As a young man he became interested in betting on horses, and became the Press Association’s racing correspondent in 1944 before joining the Daily Express. He was hired as racing commentator for the BBC in 1947 when he made his first commentary at Cheltenham.
It was after covering a post-war race meeting in the Midlands that O’Sullevan met his wife Patricia. For Canadian born Pat and the shy young racing tipster with the plummy voice it was love at first sight. Recalled O’Sullevan: ‘Before we married I asked Pat if she would mind if we had a horse instead of a child. She said that was absolutely fine by her. I never asked her why she was so unenthusiastic about children. But we absolutely never regretted it.’
They were married for 54 years, the union only ending in 2010 when Lady Pat succumbed to Alzheimer’s disease. O’Sullevan retained a huge circle of chums right up to the very end.
But he did miss one particular pal – the Queen Mother. ‘She was wonderful,’ he said.

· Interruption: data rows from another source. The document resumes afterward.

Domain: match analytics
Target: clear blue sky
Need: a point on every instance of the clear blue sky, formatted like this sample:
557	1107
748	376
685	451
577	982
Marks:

‘She always asked me up to the Royal Box to have a drink. I remember one year she arrived by helicopter and I asked her if she’d had a smooth ride.
‘I’ll always remember her reply. She said being able to come by chopper was absolutely marvellous, as the chopper had almost as conclusive an impact upon her life as it did on Anne Boleyn.’
Poignantly, at Cheltenham this year, O’Sullevan discussed what would happen after his death, saying: ‘I’m just wondering if I can get somebody to sprinkle my ashes on the course.
‘I don’t want to make a fuss. It will be either Cheltenham or Haydock, wherever there won’t be an objection. That would suit me fine.’